In manure waste, solids, organic matter, pathogens, salts, trace elements, odorous compounds, antibiotics, as well as pesticides and hormones, play important roles in water pollution.

The sources of solids include animal manure, spilled feed, bedding and litter materials, hair, feathers, and corpses. Solids measured as dry matter (DM), total suspended solids (TSS) or total solids (TS), are the mass of solids, as a percentage of the overall mass of diluted livestock manure. Solids may be measured as total dissolved solids (TDS). The presence of the solids can result in high turbidity of waters; they can also act as adsorption sites for metals and other contaminates.

Manure contains a high organic content. Its wastewater normally has a BOD5 of 10,000-50,000 mg/L. Such high contamination levels can significantly reduce the DO in the waters due to biochemical reactions, which can be harmful to fish and other aquatic organisms. The reactions can also change the natural acidity of water, also harmful to aquatic life [1,6].
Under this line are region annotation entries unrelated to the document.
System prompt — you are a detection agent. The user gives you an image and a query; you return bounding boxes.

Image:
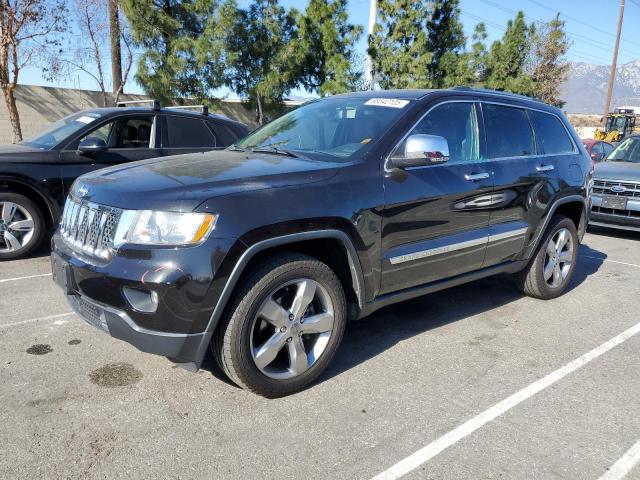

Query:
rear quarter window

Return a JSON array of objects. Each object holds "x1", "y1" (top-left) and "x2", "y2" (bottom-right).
[
  {"x1": 482, "y1": 103, "x2": 535, "y2": 158},
  {"x1": 167, "y1": 115, "x2": 216, "y2": 148},
  {"x1": 529, "y1": 110, "x2": 576, "y2": 155}
]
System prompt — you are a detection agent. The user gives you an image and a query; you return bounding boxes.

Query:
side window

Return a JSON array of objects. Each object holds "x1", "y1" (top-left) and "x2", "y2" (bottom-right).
[
  {"x1": 482, "y1": 103, "x2": 535, "y2": 158},
  {"x1": 529, "y1": 110, "x2": 576, "y2": 155},
  {"x1": 167, "y1": 115, "x2": 216, "y2": 148},
  {"x1": 80, "y1": 116, "x2": 154, "y2": 149},
  {"x1": 208, "y1": 122, "x2": 238, "y2": 147},
  {"x1": 392, "y1": 102, "x2": 480, "y2": 163}
]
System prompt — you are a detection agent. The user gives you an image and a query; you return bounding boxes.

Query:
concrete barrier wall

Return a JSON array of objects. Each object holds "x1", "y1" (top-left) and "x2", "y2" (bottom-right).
[{"x1": 0, "y1": 85, "x2": 256, "y2": 144}]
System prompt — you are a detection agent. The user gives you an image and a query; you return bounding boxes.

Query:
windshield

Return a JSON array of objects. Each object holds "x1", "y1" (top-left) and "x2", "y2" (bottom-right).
[
  {"x1": 237, "y1": 97, "x2": 409, "y2": 158},
  {"x1": 607, "y1": 137, "x2": 640, "y2": 163},
  {"x1": 20, "y1": 112, "x2": 101, "y2": 150},
  {"x1": 607, "y1": 117, "x2": 627, "y2": 133}
]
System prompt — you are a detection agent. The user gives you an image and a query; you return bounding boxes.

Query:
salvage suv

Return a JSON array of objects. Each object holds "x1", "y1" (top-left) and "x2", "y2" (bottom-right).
[
  {"x1": 52, "y1": 88, "x2": 591, "y2": 397},
  {"x1": 0, "y1": 100, "x2": 249, "y2": 261}
]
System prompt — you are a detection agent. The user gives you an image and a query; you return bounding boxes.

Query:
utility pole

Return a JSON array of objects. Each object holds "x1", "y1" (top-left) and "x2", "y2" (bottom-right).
[
  {"x1": 107, "y1": 0, "x2": 122, "y2": 98},
  {"x1": 602, "y1": 0, "x2": 624, "y2": 126},
  {"x1": 364, "y1": 0, "x2": 378, "y2": 90}
]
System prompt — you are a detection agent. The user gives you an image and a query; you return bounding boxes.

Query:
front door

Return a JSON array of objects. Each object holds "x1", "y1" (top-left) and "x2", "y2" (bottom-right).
[
  {"x1": 380, "y1": 100, "x2": 493, "y2": 294},
  {"x1": 60, "y1": 114, "x2": 162, "y2": 195}
]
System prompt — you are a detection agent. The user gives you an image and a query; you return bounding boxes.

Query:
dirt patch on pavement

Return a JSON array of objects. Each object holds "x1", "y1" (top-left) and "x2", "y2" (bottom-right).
[
  {"x1": 27, "y1": 343, "x2": 53, "y2": 355},
  {"x1": 89, "y1": 363, "x2": 142, "y2": 387}
]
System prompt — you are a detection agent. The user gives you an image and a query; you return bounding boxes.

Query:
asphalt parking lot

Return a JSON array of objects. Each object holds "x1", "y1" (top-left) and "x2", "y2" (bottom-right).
[{"x1": 0, "y1": 230, "x2": 640, "y2": 479}]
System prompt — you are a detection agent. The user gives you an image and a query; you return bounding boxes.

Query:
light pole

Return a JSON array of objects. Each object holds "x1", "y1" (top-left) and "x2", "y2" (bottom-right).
[{"x1": 364, "y1": 0, "x2": 378, "y2": 90}]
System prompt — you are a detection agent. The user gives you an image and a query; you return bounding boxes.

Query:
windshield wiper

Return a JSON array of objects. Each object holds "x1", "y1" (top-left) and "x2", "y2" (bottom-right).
[{"x1": 251, "y1": 145, "x2": 300, "y2": 158}]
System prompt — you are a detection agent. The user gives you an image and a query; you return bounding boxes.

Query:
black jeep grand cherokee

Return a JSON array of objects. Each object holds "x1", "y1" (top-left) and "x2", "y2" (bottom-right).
[
  {"x1": 0, "y1": 101, "x2": 249, "y2": 261},
  {"x1": 52, "y1": 89, "x2": 591, "y2": 396}
]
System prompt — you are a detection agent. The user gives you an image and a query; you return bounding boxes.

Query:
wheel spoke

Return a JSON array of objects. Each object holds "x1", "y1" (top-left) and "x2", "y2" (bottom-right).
[
  {"x1": 542, "y1": 260, "x2": 556, "y2": 282},
  {"x1": 287, "y1": 336, "x2": 309, "y2": 375},
  {"x1": 300, "y1": 313, "x2": 333, "y2": 333},
  {"x1": 552, "y1": 263, "x2": 562, "y2": 287},
  {"x1": 254, "y1": 332, "x2": 287, "y2": 368},
  {"x1": 4, "y1": 232, "x2": 22, "y2": 252},
  {"x1": 558, "y1": 250, "x2": 573, "y2": 263},
  {"x1": 260, "y1": 298, "x2": 289, "y2": 328},
  {"x1": 9, "y1": 220, "x2": 33, "y2": 232},
  {"x1": 556, "y1": 229, "x2": 569, "y2": 249},
  {"x1": 291, "y1": 279, "x2": 318, "y2": 318},
  {"x1": 2, "y1": 202, "x2": 18, "y2": 224}
]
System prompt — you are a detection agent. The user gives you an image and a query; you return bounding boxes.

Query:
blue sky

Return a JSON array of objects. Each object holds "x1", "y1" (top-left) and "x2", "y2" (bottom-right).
[{"x1": 20, "y1": 0, "x2": 640, "y2": 93}]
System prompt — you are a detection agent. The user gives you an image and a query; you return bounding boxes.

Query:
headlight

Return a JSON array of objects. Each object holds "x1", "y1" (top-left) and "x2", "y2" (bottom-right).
[{"x1": 114, "y1": 210, "x2": 218, "y2": 248}]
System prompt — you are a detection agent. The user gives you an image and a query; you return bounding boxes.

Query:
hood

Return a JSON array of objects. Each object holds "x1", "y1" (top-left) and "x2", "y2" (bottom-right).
[
  {"x1": 593, "y1": 162, "x2": 640, "y2": 182},
  {"x1": 0, "y1": 144, "x2": 59, "y2": 164},
  {"x1": 75, "y1": 150, "x2": 344, "y2": 211}
]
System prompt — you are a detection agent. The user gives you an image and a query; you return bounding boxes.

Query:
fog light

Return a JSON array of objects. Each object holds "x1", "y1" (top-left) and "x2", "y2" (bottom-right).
[{"x1": 122, "y1": 287, "x2": 158, "y2": 313}]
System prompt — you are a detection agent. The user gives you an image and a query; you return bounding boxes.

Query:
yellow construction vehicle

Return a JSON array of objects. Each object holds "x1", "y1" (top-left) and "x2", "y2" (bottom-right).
[{"x1": 593, "y1": 107, "x2": 638, "y2": 143}]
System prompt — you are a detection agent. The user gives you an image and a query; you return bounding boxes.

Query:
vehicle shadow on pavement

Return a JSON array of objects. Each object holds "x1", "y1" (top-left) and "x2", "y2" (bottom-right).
[{"x1": 318, "y1": 244, "x2": 607, "y2": 383}]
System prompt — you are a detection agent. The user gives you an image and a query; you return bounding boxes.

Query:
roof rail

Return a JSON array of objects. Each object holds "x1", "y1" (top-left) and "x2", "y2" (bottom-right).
[
  {"x1": 449, "y1": 87, "x2": 540, "y2": 101},
  {"x1": 116, "y1": 100, "x2": 160, "y2": 110},
  {"x1": 165, "y1": 105, "x2": 209, "y2": 115}
]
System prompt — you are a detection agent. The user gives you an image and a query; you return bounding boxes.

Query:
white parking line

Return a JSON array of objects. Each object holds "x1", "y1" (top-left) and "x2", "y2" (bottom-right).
[
  {"x1": 373, "y1": 323, "x2": 640, "y2": 480},
  {"x1": 580, "y1": 255, "x2": 640, "y2": 268},
  {"x1": 599, "y1": 440, "x2": 640, "y2": 480},
  {"x1": 0, "y1": 273, "x2": 51, "y2": 283},
  {"x1": 0, "y1": 312, "x2": 73, "y2": 330}
]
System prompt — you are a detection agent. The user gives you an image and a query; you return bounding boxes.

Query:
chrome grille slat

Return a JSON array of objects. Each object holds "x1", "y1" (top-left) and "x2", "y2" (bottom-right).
[
  {"x1": 593, "y1": 178, "x2": 640, "y2": 198},
  {"x1": 60, "y1": 197, "x2": 122, "y2": 260}
]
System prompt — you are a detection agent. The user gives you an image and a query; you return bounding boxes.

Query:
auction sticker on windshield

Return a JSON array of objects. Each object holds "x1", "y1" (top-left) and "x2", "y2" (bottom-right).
[
  {"x1": 76, "y1": 115, "x2": 96, "y2": 123},
  {"x1": 364, "y1": 98, "x2": 409, "y2": 108}
]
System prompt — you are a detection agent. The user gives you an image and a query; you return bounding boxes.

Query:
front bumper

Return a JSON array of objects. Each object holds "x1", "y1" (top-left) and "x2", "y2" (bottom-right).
[
  {"x1": 66, "y1": 294, "x2": 206, "y2": 363},
  {"x1": 589, "y1": 194, "x2": 640, "y2": 231},
  {"x1": 51, "y1": 234, "x2": 238, "y2": 366}
]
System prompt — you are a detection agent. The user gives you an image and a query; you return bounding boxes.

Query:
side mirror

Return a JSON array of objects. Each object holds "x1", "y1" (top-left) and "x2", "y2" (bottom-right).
[
  {"x1": 392, "y1": 134, "x2": 449, "y2": 168},
  {"x1": 78, "y1": 137, "x2": 109, "y2": 153}
]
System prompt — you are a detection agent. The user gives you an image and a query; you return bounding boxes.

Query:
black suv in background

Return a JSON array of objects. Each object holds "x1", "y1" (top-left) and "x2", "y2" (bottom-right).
[
  {"x1": 52, "y1": 89, "x2": 591, "y2": 396},
  {"x1": 0, "y1": 101, "x2": 249, "y2": 261}
]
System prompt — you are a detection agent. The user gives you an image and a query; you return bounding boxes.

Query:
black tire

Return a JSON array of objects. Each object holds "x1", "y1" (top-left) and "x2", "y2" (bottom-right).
[
  {"x1": 0, "y1": 192, "x2": 45, "y2": 261},
  {"x1": 515, "y1": 215, "x2": 579, "y2": 300},
  {"x1": 212, "y1": 253, "x2": 347, "y2": 398}
]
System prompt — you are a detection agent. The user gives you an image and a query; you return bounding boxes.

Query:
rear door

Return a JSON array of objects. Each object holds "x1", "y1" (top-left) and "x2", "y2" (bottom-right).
[
  {"x1": 482, "y1": 102, "x2": 575, "y2": 266},
  {"x1": 162, "y1": 115, "x2": 224, "y2": 155},
  {"x1": 380, "y1": 100, "x2": 492, "y2": 294},
  {"x1": 60, "y1": 114, "x2": 162, "y2": 195}
]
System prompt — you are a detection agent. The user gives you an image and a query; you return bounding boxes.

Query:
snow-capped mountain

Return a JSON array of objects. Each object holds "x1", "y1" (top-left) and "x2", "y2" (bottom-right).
[{"x1": 561, "y1": 59, "x2": 640, "y2": 115}]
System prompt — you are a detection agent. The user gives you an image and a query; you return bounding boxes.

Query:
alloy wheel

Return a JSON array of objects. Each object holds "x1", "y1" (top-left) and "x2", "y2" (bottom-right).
[
  {"x1": 543, "y1": 228, "x2": 574, "y2": 288},
  {"x1": 250, "y1": 278, "x2": 334, "y2": 380},
  {"x1": 0, "y1": 202, "x2": 35, "y2": 253}
]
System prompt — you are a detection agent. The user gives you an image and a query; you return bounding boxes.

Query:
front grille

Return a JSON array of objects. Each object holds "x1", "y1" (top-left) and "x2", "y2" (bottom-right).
[
  {"x1": 593, "y1": 178, "x2": 640, "y2": 198},
  {"x1": 60, "y1": 196, "x2": 122, "y2": 260},
  {"x1": 591, "y1": 205, "x2": 640, "y2": 219}
]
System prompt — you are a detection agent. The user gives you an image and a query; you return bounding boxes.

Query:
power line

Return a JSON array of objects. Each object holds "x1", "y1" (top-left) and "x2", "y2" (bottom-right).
[
  {"x1": 529, "y1": 0, "x2": 640, "y2": 47},
  {"x1": 462, "y1": 12, "x2": 611, "y2": 65},
  {"x1": 482, "y1": 0, "x2": 640, "y2": 57}
]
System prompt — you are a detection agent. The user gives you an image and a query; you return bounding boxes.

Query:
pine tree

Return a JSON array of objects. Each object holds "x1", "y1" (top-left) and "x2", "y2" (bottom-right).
[
  {"x1": 530, "y1": 15, "x2": 569, "y2": 107},
  {"x1": 427, "y1": 0, "x2": 466, "y2": 88},
  {"x1": 487, "y1": 12, "x2": 533, "y2": 95},
  {"x1": 120, "y1": 0, "x2": 229, "y2": 102},
  {"x1": 227, "y1": 0, "x2": 298, "y2": 124},
  {"x1": 368, "y1": 0, "x2": 433, "y2": 89},
  {"x1": 293, "y1": 0, "x2": 362, "y2": 96}
]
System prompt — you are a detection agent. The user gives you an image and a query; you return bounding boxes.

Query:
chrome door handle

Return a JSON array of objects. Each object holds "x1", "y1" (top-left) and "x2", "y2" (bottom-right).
[{"x1": 464, "y1": 172, "x2": 491, "y2": 182}]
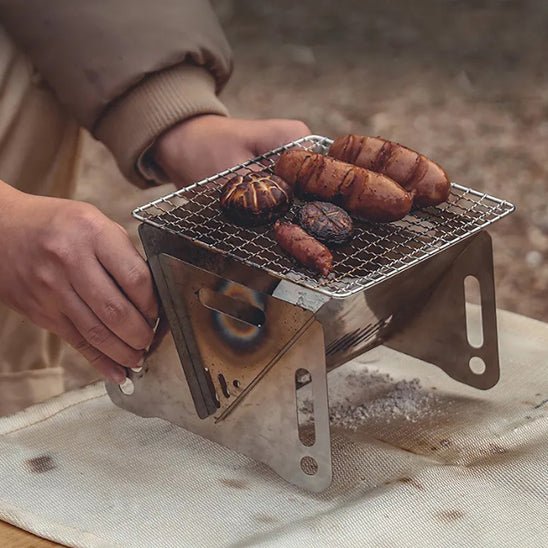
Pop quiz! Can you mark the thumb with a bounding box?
[248,120,310,156]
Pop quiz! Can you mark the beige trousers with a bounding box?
[0,27,81,415]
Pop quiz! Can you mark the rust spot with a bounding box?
[434,510,464,523]
[255,514,280,523]
[396,476,424,490]
[383,476,424,490]
[489,443,508,455]
[25,455,56,474]
[219,479,248,489]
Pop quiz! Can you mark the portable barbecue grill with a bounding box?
[107,136,514,491]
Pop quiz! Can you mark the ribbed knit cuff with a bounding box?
[94,65,227,187]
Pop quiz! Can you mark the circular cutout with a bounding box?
[469,356,487,375]
[120,378,135,396]
[301,457,318,476]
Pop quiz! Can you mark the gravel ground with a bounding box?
[70,0,548,390]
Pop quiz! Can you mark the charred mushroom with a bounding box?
[298,202,353,244]
[220,172,293,226]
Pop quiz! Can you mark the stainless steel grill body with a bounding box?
[108,136,513,491]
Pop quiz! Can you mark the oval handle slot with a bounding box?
[198,287,266,327]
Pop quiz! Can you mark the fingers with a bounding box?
[96,226,158,326]
[58,318,126,384]
[71,259,154,350]
[246,120,311,156]
[63,291,144,367]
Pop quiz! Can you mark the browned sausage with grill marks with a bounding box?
[329,135,451,207]
[274,221,333,276]
[276,149,413,222]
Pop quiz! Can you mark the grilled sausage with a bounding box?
[276,149,412,222]
[329,135,451,207]
[274,220,333,276]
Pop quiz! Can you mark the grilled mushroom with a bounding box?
[298,202,353,244]
[220,172,293,226]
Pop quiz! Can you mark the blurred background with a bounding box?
[74,0,548,386]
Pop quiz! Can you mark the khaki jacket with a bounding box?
[0,0,232,186]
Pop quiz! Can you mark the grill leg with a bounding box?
[385,231,500,390]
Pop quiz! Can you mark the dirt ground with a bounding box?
[70,0,548,386]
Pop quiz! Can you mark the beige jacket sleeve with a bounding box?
[0,0,232,186]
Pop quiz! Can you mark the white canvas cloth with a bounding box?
[0,313,548,548]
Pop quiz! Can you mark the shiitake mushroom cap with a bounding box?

Salts from livestock waste, such as calcium, magnesium, sodium, potassium, chloride, sulfate, carbonate, bicarbonate, and nitrite, can be released to the water environment. They result from undigested feed. Higher accumulation of the salts can deteriorate soil structure, lower permeability, contaminate surface and ground waters, and reduce crop yields. Trace elements in the salts, such as arsenic, copper, lead, boron, molybdenum, mercury, and nickel are also important because of their higher toxicity [2-4].

Livestock manure contains a significant amount of pathogens including bacteria, viruses, protozoa, and parasites. They enter the waters through various pathways. The obvious species are the protozoa Cryptosporidium parvum and Giardia species, and bacteria Escherichia coli and Salmonella species. They are normally associated with health-related problems, such as food-borne disease. They may be able to survive and remain infectious for a long period of time. These negative effects can render waters unsuitable for consumption or recreational purposes [2-5,12].

Antibiotics, pesticides, and hormones are used in livestock production, and are eventually released to the aqueous environment. Use of antibiotics can cause their presence in waters as well as the development of antibiotic-resistant pathogens. Pesticide and hormones can result in various long-term environmental problems, especially through the food chains [6,11].